Farirai Machivenyika Senior Reporter
Cooperation between Government and the private sector must be increased to meet targets set under the policies crafted to attain national development goals, President Mnangagwa said yesterday after touring PPC Zimbabwe milling plant in Harare’s Sunway City Industrial Park.
The company was already making cement in Colleen Bawn and Bulawayo before opening the Harare factory in 2017.
The National Development Strategy gives priority to the private sector in increasing manufacturing and wealth, while the Government boosts infrastructure and ensures the private sector can access resources.
“My Government remains committed to engaging the private sector through tours and visits such as this one as these enable us to collectively reflect on the course we are taking,” said the President.
“Under the Second Republic, we are accelerating private sector-driven economic growth and prosperity. There is no ‘us and them’. Together let us redouble our efforts to leapfrog the attainment of our national development targets as outlined in both the Transitional Stabilisation Plan and the National Development Strategy.
“I look forward to more invitations from industry and commerce in the near future in our quest to ensure development that leaves no one behind.”
Following the success of the TSP that brought stability in the economy, President Mnangagwa launched the NDS1, a five-year economic blueprint that runs from 2021-2025 to lead efforts to create a middle income economy by 2030.
President Mnangagwa said the cement industry had a critical role to play in the economy as infrastructure development was one of the enablers for modernisation, industrialisation and provision of services for economic growth.

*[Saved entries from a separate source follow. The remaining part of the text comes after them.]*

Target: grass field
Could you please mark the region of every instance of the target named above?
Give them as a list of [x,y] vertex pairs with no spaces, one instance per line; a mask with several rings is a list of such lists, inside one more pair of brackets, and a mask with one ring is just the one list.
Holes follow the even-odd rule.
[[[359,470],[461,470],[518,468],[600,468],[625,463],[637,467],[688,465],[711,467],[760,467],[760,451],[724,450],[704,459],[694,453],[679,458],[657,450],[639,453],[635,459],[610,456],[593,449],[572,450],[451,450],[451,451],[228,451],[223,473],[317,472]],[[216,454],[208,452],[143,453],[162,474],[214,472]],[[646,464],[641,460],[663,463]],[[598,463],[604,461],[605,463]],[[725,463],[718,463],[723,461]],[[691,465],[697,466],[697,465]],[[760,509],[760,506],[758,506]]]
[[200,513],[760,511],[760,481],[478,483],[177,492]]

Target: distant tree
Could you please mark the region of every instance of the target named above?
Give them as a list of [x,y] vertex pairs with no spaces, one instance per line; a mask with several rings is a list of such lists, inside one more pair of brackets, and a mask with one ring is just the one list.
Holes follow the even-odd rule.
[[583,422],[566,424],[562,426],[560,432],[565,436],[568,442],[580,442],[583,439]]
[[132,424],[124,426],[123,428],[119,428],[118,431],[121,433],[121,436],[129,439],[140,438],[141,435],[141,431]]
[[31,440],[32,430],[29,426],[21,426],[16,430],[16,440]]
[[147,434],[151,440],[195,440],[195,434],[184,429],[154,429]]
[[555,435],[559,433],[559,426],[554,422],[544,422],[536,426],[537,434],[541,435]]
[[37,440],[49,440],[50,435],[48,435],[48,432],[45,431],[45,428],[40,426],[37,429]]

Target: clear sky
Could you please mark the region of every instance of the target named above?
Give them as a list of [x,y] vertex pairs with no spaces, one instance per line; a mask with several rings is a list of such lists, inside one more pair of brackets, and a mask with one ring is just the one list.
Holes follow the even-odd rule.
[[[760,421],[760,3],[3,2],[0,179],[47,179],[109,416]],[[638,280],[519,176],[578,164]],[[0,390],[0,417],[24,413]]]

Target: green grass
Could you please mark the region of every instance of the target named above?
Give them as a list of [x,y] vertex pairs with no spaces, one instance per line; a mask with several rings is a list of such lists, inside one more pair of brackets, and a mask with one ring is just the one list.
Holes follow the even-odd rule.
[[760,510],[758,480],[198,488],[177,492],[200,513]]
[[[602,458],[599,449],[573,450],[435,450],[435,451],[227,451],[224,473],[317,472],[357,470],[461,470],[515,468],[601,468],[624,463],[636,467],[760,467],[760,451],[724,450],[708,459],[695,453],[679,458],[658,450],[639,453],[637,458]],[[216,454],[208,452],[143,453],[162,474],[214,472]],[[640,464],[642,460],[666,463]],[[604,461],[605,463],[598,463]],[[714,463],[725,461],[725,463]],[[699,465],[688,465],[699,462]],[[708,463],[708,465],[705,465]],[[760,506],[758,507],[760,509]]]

“The anticipated massive growth of road, dam and housing construction projects entails that our cement production, which is an indispensable ingredient in infrastructure development, expands in tandem with the projected demand,” he said.
President Mnangagwa acknowledged that the cement industry was facing challenges such as competition from imports.
Government will continue to craft measures to ensure continued viability of the cement industry.
The President challenged the industry to adopt latest production technologies that will be competitive on international markets.
“I exhort the industry to ride on our Education 5.0 Model, the innovation hubs and industrial parks within our institutions of higher learning for import substitution,” he said.
Institutions of higher learning have huge potential to help transform the country.
The University of Zimbabwe has already patented 70 products this year.
Guided by the devolution agenda and anticipated development within provinces and districts, President Mnangagwa challenged PPC to ensure that quality products were easily accessible and affordable to all market segments throughout the country.
Results of a survey commissioned by Government to assess the provinces GDPs and per capita GDPs would be made public soon.
PPC managing director Mr Kelibone Masiyane said the company had confidence in Zimbabwe and thanked Government for the initiatives that have now stabilised the economy.
“We as PPC Zimbabwe have shown confidence in the development and success of the Zimbabwean economy. Through significant investment, PPC has cemented their role in the growth of the economy.
“The Harare plant is one such project that has played a part in showing our belief of Zimbabwe’s potential. We are proud to have successfully launched the PPC SureRange of products which carries six distinct types of cement each with its unique qualities and range of uses,” he said.
Mr Masiyane added that the company has been the leading supplier of cement products for major national projects like the Hwange Thermal Power expansion, the Robert Gabriel Mugabe International Airport expansion, several road rehabilitation projects that include the Harare-Beitbridge highway and the expansion of the Beitbridge Border Post.
“We have embarked on going green by investing close to US$50 million towards setting up solar farms in Gwanda and Bulawayo. The land has already been procured and commencement discussions are at an advanced stage.
“We anticipate an output of close to 32MW at Colleen Bawn in Gwanda and 10MW in Bulawayo that will be shared with our Harare factory. This will reduce the burden on the national grid. We have invested a further US$5,2 million on environmental sustainability initiatives for 2021 at our Colleen Bawn factory,” said Mr Masiyane.
The company has been operating in Zimbabwe since 1913 and has three plants in Harare, Gwanda and Bulawayo.
The plant in Harare was opened in 2017 following an investment of over $82 million.